Regent Inns posts £58m loss

By Hamish Champ

- Last updated on GMT

Related tags Operator regent inns Jongleurs

Walkabout operator Regent Inns has posted a pre-tax loss of £58.1m in what the group described as "the most challenging year" in its 31...

Walkabout operator Regent Inns has posted a pre-tax loss of £58.1m in what the group described as "the most challenging year" in its 31 year-history.

The credit crunch and the smoking ban had combined to hit the group's entertainment bars, which as well as Walkabout include the comedy club chain Jongleurs. Regent said "over half" of its 49 Walkabout outlets had no facilities for smokers.

Reporting figures for the year to June 28, 2008, the group said overall turnover fell two per cent to £148.1m, while like-for-like sales were down 7.5 per cent.

Operating profits before exceptionals were down 55 per cent at £6.1m, while the group posted a post-exceptional operating loss of £52m. Underlying pre-tax profit was £100,000.

The group said its cash flow operating activities was £15.3m, versus £24.4m in 2007.

As with 2007, Regent said it wouldn't be paying a dividend to shareholders this year.

Chairman Jim Glover said its proposed sale and leaseback of a number of its Walkabout sites had been shelved as the current market conditions meant a transaction "of this nature would not deliver a satsifactory outcome for any of our stakeholders at this time".

However he stressed the group's banks were "very supportive" and covenants relating to Regent's banking facilities were not dependent on such disposals.
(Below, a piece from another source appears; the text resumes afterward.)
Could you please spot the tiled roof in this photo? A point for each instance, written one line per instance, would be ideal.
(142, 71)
Glover added that a number of "revenue maximisation" plans were being implemented, including what he described as a "revised and refocused beverage pricing policy…increased targeting of the student market and a renewed emphasis on late night innovation".

A "significant head office restructuring" had resulted in a 23 per cent (£1.5m) fall in central head office costs, the group said. It added it was working with a team of specialist retail consultants "to realise significant improvements in labour productivity and efficiencies in other operational costs".

On current trading Regent said like-for-like sales for the 15 weeks to October 12, 2008 were down 13 per cent on last year, although it pointed out the same period in 2007 contained strong trading during the Rugby World Cup.

Regent's shares were unchanged at 2.1p.